Some time after 1806, John Canniff, the community's founder had begun to clear land in the area. His family built a dam, a sawmill and a flouring mill at the site of the present village, and a stone house. Canniff's Mills was at one time Thurlow township's largest village, the junction of all the area's roads and the link to the north in the 1830's. John Canniff came from Dutchess County N.Y. (as did my mother's people), joining other Loyalists in the move northward. In 1815 it is reported that there were only two houses in the area - one was John Canniff's, reported by my building researcher friend Lois to be the white house (stone beneath the stucco) pictured at the bottom...I think it may be the building mentioned as son Daniel's inn at one time.

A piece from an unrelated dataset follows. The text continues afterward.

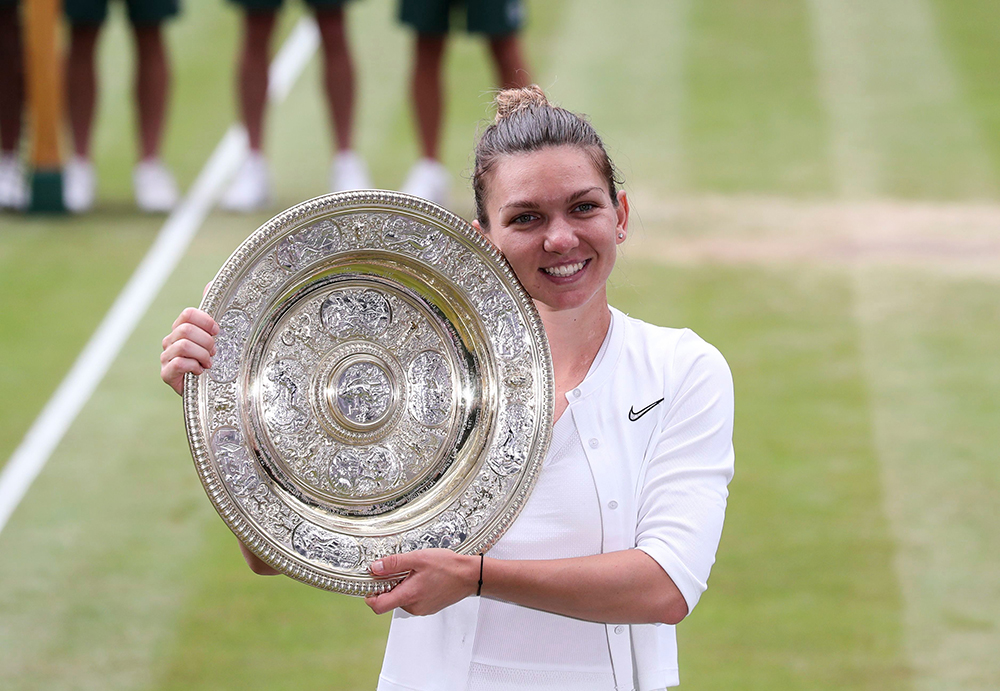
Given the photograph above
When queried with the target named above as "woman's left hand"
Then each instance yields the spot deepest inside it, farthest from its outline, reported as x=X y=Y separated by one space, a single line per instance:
x=437 y=578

John Canniff's two sons Daniel and Joseph continued the work of empire building. Sometime after 1820, Joseph crossed to the east side of the river and built a grist mill and saw mill. Cannifton was at its peak in 1860. It's said that there were 90 people with the name of Canniff living in the area at that time.
Lois the building lady just gave me the name of the folks who live in the stone cottage with the beautifully restored verandah. They are passionately interested in the history of the village. Suspect I'll be inviting myself for a chat someday soon.